Debt of Energy Future, formerly called TXU Corp., rose to 68.44 cents on the dollar today, the highest since Sept. 23, according to prices compiled by Bloomberg. The Public Utility Commission of Texas agreed that it should mandate reserve margins, giving power companies access to extra electricity during times of peak demand, according to an Oct. 25 video of the meeting posted on the agency website. That may lead to the establishment of a so-called capacity market that pays generators for having available electricity.

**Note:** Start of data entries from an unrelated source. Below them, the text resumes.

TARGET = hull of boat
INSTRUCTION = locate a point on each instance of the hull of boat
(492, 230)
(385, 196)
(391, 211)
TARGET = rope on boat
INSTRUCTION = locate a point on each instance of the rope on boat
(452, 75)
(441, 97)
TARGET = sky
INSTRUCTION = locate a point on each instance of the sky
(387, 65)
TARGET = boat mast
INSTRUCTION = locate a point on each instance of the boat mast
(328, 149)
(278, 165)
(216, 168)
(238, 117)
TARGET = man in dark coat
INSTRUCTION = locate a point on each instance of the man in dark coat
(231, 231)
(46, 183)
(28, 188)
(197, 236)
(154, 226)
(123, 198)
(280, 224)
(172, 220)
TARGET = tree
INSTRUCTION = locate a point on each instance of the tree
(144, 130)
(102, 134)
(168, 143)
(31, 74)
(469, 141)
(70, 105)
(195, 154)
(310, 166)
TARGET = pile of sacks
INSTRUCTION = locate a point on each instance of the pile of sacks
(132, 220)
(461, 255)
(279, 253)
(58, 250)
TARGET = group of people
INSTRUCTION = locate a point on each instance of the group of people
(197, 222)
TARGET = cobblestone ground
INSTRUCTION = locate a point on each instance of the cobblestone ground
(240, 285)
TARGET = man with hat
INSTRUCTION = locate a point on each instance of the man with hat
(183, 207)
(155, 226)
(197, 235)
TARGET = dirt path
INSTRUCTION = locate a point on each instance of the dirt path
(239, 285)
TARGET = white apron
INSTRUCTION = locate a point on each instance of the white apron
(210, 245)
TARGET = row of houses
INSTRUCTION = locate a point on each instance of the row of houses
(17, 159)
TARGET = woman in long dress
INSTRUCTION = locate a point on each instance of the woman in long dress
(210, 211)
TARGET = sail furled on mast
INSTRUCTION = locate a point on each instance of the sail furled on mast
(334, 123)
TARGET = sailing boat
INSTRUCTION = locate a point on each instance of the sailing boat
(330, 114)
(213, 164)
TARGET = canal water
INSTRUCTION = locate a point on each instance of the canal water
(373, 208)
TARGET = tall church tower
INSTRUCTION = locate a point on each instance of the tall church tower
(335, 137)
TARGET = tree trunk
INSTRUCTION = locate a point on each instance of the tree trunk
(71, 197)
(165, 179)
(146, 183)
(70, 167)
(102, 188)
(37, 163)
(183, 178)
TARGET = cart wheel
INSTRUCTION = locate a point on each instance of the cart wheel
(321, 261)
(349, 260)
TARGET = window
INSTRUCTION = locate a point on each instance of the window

Tribune will meet with lenders at 11 a.m. on Oct. 31 to discuss a $3.8 billion term loan due in seven years and a $300 million revolving line of credit that expires in five years, according to a person with knowledge of the transaction. Proceeds of the JPMorgan Chase & Co.-led financing will fund the acquisition of Local TV’s 19 television stations and refinance debt.
Arby’s Restaurant Group Inc. is seeking a $335 million term loan due in seven years and a $35 million revolver to support a dividend payout, according to a person familiar with this offering, who asked not to be identified because terms aren’t set. Credit Suisse Group AG, the bank arranging the financing, will host a lender meeting on Oct. 30 at 10 a.m. in New York.
Wells Fargo & Co. is forecasting $60 billion in collateralized loan obligation formation in 2014, according to an Oct. 25 report by the San Francisco-based bank. About $15 billion of U.S. CLO issuance per quarter, excluding refinancings, is “sustainable” next year, analyst Dave Preston wrote in the report.
The Loan Syndications and Trading Association (0221629D:US) plans to send a letter to the Federal Reserve, the Office of the Comptroller of the Currency, the Federal Deposit Insurance Corp. and the Securities and Exchange Commission on Oct. 30 urging regulators to reconsider rules suggesting banks hold onto a portion of every loan they sell to CLOs. The legislation proposed under the Dodd-Frank Act would lead to consolidation and drive up costs to issue CLOs.
Loan prices rose 0.04 cent to 97.95 cents on the dollar today, according to the Standard & Poor’s LSTA Leveraged Loan 100 Index. Year to date the debt has gained 3.93 percent.